Glória Maria, inspiração para nós Mulheres repórteres de TV! A morte de amigas, (exagero. Não chegamos a tanto), sempre nos desestabiliza, nos deixa tristes, apesar de eu acreditar que seja uma passagem como o nascimento. Mas como perder Glória Maria na TV, não é?
O entusiasmo, a voz, o jeito “vou entrando”, ela sempre me inspirou. Fazia tudo de uma forma simples, conversando de boa, não me lembro de outra que fizesse isso como ela. Com elegância, ela sempre falava o que queria, do jeito que queria e ainda dava uma risada para arrematar.

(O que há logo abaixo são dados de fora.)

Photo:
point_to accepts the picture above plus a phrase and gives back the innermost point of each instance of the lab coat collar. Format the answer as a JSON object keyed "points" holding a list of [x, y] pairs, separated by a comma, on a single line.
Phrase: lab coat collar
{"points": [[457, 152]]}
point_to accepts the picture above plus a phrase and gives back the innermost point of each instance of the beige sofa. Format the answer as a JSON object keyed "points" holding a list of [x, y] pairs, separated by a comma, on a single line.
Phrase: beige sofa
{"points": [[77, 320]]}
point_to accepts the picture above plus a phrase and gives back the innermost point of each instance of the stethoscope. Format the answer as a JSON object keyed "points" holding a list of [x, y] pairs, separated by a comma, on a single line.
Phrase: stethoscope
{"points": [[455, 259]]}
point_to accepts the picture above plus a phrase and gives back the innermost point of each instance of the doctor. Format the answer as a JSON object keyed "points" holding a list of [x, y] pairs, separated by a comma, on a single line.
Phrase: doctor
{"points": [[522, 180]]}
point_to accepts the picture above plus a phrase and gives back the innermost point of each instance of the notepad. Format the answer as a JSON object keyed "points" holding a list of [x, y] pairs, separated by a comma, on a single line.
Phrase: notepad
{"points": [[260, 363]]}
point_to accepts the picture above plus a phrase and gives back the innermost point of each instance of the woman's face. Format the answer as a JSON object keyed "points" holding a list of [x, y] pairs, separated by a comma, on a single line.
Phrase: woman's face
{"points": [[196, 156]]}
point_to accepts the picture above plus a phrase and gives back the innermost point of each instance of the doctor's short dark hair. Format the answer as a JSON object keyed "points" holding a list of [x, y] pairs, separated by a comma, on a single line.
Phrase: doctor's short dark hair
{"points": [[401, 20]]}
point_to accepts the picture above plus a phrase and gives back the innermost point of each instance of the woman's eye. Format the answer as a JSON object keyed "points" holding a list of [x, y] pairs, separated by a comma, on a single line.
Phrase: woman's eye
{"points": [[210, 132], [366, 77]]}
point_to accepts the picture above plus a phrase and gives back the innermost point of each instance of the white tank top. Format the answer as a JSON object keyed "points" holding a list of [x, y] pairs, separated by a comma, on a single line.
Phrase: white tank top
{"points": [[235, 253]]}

Glória Maria rompeu barreiras numa época que ser repórter de TV MULHER e NEGRA era quase impossível. E ela foi com tudo, fez absolutamente tudo na televisão, foi a primeira a entrar ao vivo no Jornal Nacional e inaugurou a era da alta definição da televisão brasileira. Mostrou mais de 100 países em suas reportagens e protagonizou momentos históricos.
Quem não lembra de alguma passagem da Glória em alguma reportagem pelo mundo? Eu lembro dela entre duas montanhas, se equilibrando em um cabo. Eu pensava: meu Deus, ela vai cair, mas ela sempre conseguia tudo. Uma super MULHER, grande pioneira.
Cconsagradissima jornalista brasileira Glória Maria, participou dos programas Fantástico e Globo Repórter, da TV Globo, além de ter sido repórter da emissora, morreu aos 73 anos, no Hospital Copa Star, no Rio de Janeiro. Diagnosticada com câncer de pulmão há quatro anos, que teve um tratamento bem sucedido, porém enfrentava metástases recentes do tumor no cérebro.
Uma de suas falas marcantes: “Sou uma pessoa que quero estar bem comigo. Sabe por quê? Eu vou morrer. Ninguém vai morrer por mim. Quem vai me julgar hoje, não vai se deitar no caixão no meu lugar. A vida é minha! ”
Foi simpática, generosa, simples e eu apenas, fingi costume. Muito obrigada por sua contribuição como mulher ao jornalismo brasileiro e por enfrentar o racismo de peito aberto. Você é uma GIGANTE que jamais será esquecida.